Estudo mostra que tecnologia avança na indústria e já é economicamente viável, com casos práticos no país
A dessalinização da água tem se consolidado como uma alternativa viável e competitiva no Brasil, com custos que podem ser até 10 vezes menores do que as tarifas cobradas por concessionárias de saneamento. É o que aponta um estudo inédito da Confederação Nacional da Indústria (CNI).
Segundo o levantamento, o custo da água dessalinizada no país varia entre R$ 2,63 e R$ 4,21 por metro cúbico (m³).
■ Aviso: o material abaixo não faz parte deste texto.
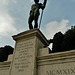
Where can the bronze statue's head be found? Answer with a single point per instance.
(36, 1)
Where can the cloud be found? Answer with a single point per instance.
(6, 21)
(54, 27)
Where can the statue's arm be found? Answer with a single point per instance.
(44, 4)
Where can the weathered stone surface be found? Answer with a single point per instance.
(5, 68)
(25, 53)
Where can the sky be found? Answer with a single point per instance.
(59, 15)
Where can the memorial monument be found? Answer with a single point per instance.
(31, 53)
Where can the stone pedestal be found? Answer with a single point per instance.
(25, 54)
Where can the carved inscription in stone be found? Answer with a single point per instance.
(70, 71)
(23, 57)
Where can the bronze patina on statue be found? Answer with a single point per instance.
(34, 13)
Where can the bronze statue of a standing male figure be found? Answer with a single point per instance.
(34, 13)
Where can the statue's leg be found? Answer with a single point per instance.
(30, 22)
(36, 21)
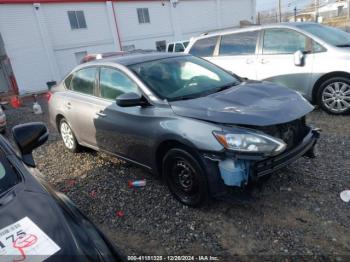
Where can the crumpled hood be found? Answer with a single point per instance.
(250, 103)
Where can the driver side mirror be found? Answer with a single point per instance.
(299, 58)
(28, 137)
(130, 99)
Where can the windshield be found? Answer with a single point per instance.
(8, 175)
(332, 36)
(183, 77)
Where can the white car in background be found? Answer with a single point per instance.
(308, 57)
(177, 47)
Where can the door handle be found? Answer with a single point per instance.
(101, 114)
(263, 61)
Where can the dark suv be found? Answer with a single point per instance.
(203, 129)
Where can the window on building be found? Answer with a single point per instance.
(239, 44)
(84, 81)
(171, 48)
(114, 83)
(143, 15)
(77, 19)
(160, 46)
(204, 47)
(179, 48)
(128, 48)
(340, 10)
(79, 56)
(283, 41)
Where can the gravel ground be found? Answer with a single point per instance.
(295, 212)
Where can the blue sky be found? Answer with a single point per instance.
(286, 4)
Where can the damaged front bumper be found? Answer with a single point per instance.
(238, 169)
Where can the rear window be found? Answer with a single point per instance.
(239, 44)
(9, 176)
(84, 81)
(171, 48)
(204, 47)
(179, 48)
(67, 81)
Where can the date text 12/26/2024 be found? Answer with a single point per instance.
(173, 258)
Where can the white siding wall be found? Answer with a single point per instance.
(96, 38)
(187, 19)
(42, 45)
(24, 47)
(234, 11)
(143, 35)
(196, 17)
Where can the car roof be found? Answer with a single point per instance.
(132, 59)
(253, 28)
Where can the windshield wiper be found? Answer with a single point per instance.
(343, 45)
(185, 97)
(224, 87)
(209, 92)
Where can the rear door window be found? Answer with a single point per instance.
(204, 47)
(84, 81)
(114, 83)
(179, 48)
(67, 81)
(283, 41)
(9, 176)
(239, 44)
(171, 48)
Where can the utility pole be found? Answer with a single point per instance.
(279, 11)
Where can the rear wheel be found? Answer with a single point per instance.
(334, 95)
(68, 136)
(185, 177)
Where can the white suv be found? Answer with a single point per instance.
(307, 57)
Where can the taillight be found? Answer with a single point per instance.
(48, 96)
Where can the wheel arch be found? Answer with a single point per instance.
(58, 119)
(325, 77)
(167, 144)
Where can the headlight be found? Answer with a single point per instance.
(250, 142)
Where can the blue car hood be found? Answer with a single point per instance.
(250, 103)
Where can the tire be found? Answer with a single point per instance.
(185, 177)
(333, 95)
(68, 137)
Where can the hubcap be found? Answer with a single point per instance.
(336, 97)
(67, 135)
(185, 175)
(183, 178)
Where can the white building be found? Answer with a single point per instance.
(45, 39)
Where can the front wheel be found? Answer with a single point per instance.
(334, 95)
(185, 177)
(68, 136)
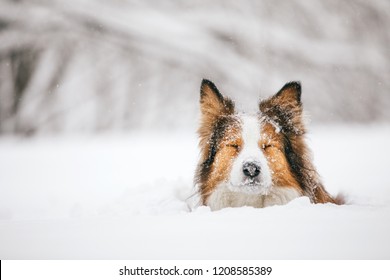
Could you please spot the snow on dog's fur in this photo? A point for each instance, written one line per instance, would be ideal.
(255, 160)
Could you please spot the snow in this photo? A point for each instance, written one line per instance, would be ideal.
(125, 197)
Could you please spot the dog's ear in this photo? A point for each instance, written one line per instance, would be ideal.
(213, 107)
(285, 109)
(212, 103)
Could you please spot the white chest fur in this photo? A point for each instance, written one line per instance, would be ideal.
(223, 197)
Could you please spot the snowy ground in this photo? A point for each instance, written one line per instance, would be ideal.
(124, 197)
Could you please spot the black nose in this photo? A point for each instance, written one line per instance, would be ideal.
(251, 169)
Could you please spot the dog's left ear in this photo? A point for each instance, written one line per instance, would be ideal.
(285, 108)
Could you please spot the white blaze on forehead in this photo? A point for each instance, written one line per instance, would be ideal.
(250, 152)
(250, 131)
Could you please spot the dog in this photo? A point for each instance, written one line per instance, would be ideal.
(256, 160)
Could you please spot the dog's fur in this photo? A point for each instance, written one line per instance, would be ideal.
(255, 160)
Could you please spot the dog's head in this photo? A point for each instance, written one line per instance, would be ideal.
(253, 154)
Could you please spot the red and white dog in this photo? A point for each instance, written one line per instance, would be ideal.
(256, 160)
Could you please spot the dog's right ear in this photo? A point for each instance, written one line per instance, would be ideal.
(213, 107)
(212, 103)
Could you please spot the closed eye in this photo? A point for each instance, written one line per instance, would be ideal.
(266, 146)
(234, 146)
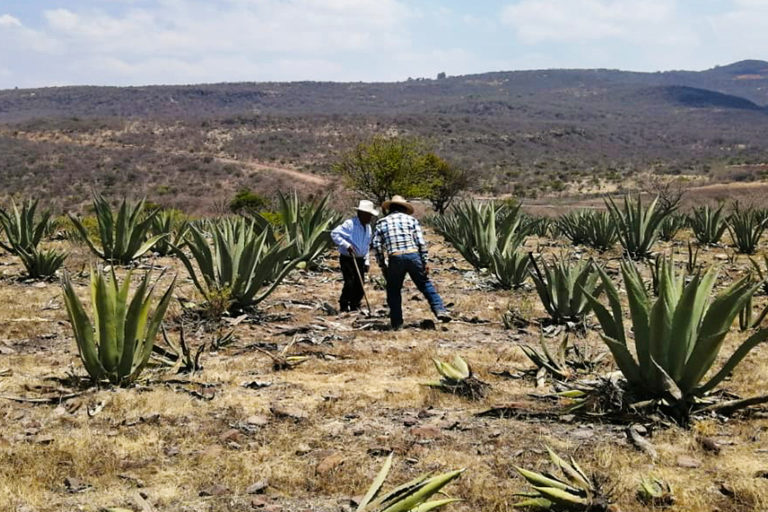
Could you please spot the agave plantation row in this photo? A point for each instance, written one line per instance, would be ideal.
(666, 360)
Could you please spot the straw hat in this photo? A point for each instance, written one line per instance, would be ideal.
(398, 200)
(367, 207)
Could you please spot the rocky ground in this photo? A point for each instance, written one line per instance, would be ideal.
(241, 436)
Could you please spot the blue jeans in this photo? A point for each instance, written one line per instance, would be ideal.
(412, 265)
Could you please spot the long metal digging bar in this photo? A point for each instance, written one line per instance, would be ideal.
(362, 285)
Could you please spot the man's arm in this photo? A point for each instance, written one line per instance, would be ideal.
(378, 250)
(418, 237)
(342, 235)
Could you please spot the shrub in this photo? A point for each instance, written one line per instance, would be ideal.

Em comparação, tarifas industriais podem atingir valores significativamente mais altos — como no Rio de Janeiro, onde o preço chega a R$ 43,29 por m³.
Dessalinização ganha espaço na indústria brasileira
A tecnologia vem sendo adotada principalmente pelo setor industrial como forma de reduzir custos e garantir maior previsibilidade no abastecimento hídrico.
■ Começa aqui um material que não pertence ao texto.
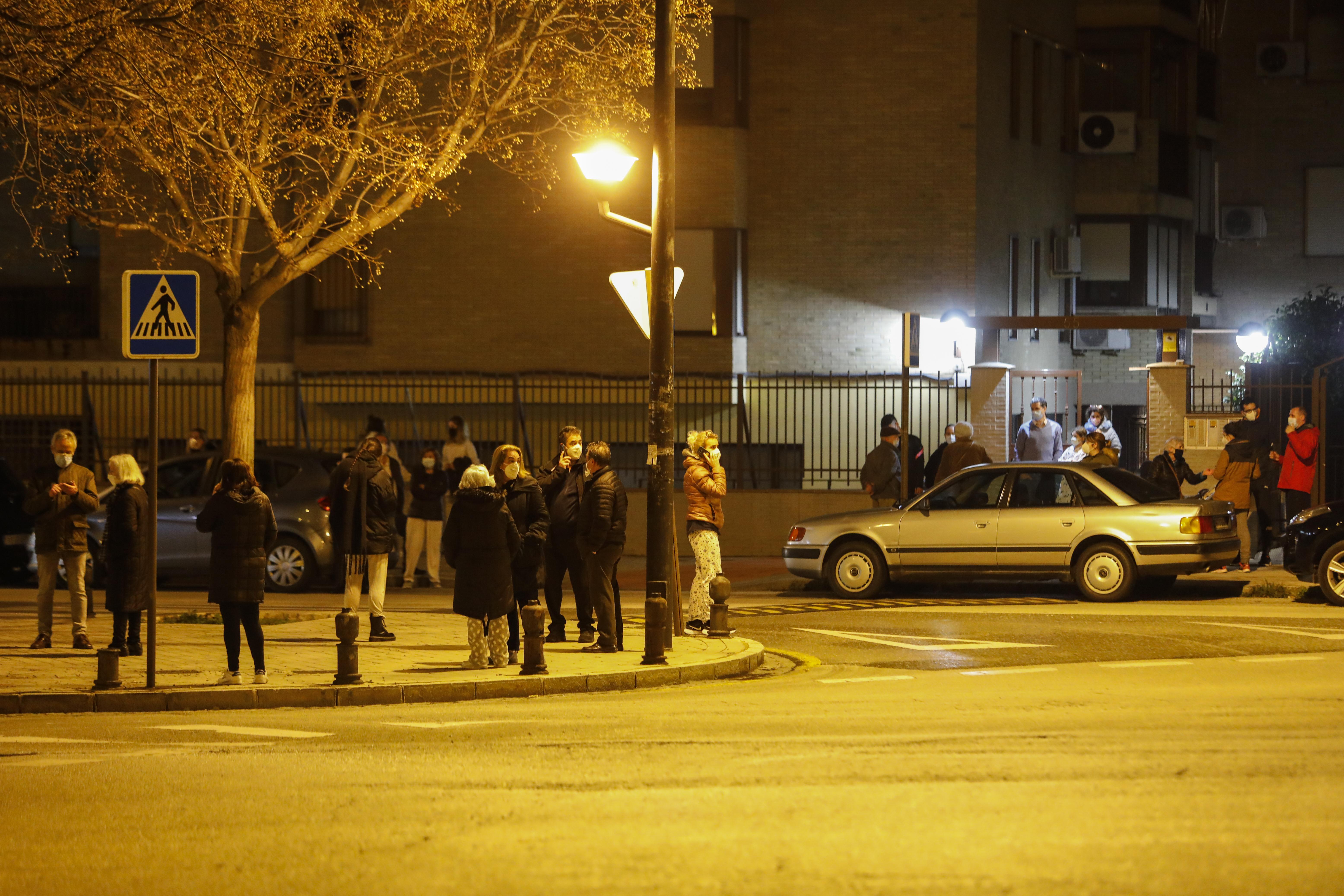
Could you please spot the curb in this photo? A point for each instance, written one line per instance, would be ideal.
(306, 698)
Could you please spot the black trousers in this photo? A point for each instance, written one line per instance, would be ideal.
(562, 555)
(249, 617)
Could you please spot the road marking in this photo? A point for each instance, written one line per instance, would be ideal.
(1142, 664)
(905, 641)
(1324, 635)
(1007, 672)
(252, 733)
De acordo com o superintendente de Meio Ambiente e Sustentabilidade da CNI, Davi Bomtempo, a dessalinização permite maior autonomia:
“A dessalinização permite que a indústria desvincule o crescimento da disponibilidade limitada de água doce e garante previsibilidade às operações, mesmo em cenários de escassez.”
As tarifas industriais, que incluem fornecimento de água e tratamento de efluentes, costumam ser mais elevadas devido ao alto consumo e às exigências ambientais — o que torna a alternativa ainda mais atrativa.
Como funciona a dessalinização da água
A dessalinização consiste na retirada de sais e minerais da água do mar ou de fontes salobras, tornando-a adequada para consumo e uso produtivo.
O método mais utilizado atualmente é a osmose reversa, que utiliza membranas semipermeáveis para filtrar impurezas sob alta pressão.
Esse processo já é amplamente utilizado em regiões com escassez hídrica, como países do Oriente Médio.
Uso da tecnologia cresce no mundo
A dessalinização já é uma realidade consolidada em diversos países:
- Arábia Saudita: mais de 86% do abastecimento depende da tecnologia
- Israel: cerca de 80% da água produzida vem da dessalinização
- Mais de 150 países utilizam o método, atendendo aproximadamente 300 milhões de pessoas, segundo o Banco Mundial
No Brasil, ainda não há uma estimativa oficial consolidada devido à ausência de regulação específica.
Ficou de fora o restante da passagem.